For the first generation dendrimer with biphenyl dendrons almost all (97.4 %) of the LUMO density was calculated to reside on the 2-phenylpyridyl ligand. Only around 2 % was found on the iridium and the remainder on the dendron. In each of the three generations of the carbazole dendrimers, as the table shows, the LUMO distribution was very similar, which indicated that the carbazole units did not strongly affect the LUMO energy density distributions.

Table 5.1: Mulliken populations of the frontier molecular orbitals of the first generation biphenyl based dendrimer and the three generations of carbazolyl dendronised dendrimers. Ir = iridium(III), ppy = 2- phenylpyridyl ligand, Layer 1 = first level of carbazole or phenyl branching units, Layer 2 = second level of carbazole branching units, and Layer 3 = final level of carbazole units [160]

HOMO distributions. For Ir-G1 the HOMO distribution was such that nearly all of the HOMO orbital density was on the central iridium metal core complex, 52.6 % of the density lay here, with 41.2 % on the ppy ligand, and the remaining 6.2 % on the biphenyl dendron [160].

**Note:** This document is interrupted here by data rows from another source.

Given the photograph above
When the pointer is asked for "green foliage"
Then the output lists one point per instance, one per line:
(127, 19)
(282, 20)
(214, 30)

In contrast moving to the Ir-CarbG1 dendrimer with carbazole dendrons, the amount of HOMO density on the iridium at 24.8 % was less than half of that found in the biphenyl dendron dendrimer. There was a similar percentage of the HOMO density on the ligand: 34.3 % in Ir-CarbG1. The remaining 40.4 % was found on the first layer of the carbazole units of the dendron, a large increase over the 6.2 % found on the biphenyl dendron for Ir-G1. In the second-generation carbazole dendrimer (Ir-CarbG2), the HOMO orbital density on the iridium atom fell further to 9.7 %, with 21.5 % on the ligand. Most of the density was found to reside on the first (41.5 %) and second (27.3 %) layers of carbazole units. A further dilution of the HOMO density on the iridium(III) complex continued with the third generation carbazole dendrimer where only 2.1 % was found on the iridium, and 6.7 % was found on the ppy ligand. The remaining HOMO orbital density was distributed between the first (22.3 %), second (37.8 %), and third (31.1 %) carbazole layers [160].

In the biphenyl dendronised dendrimers, in which the HOMOs on adjacent cores are effectively isolated from one another, the hole transport is known to be via core-to-core hopping, with hole transport found to increase with dendrimer generation [42, 93]. The fact that the HOMO was distributed over the whole of the carbazole dendronised dendrimers, as opposed to being localised on the core complex, indicates the hole transport in the two types of dendrimer could be very different, an issue that was considered further in subsequent sections of this this chapter.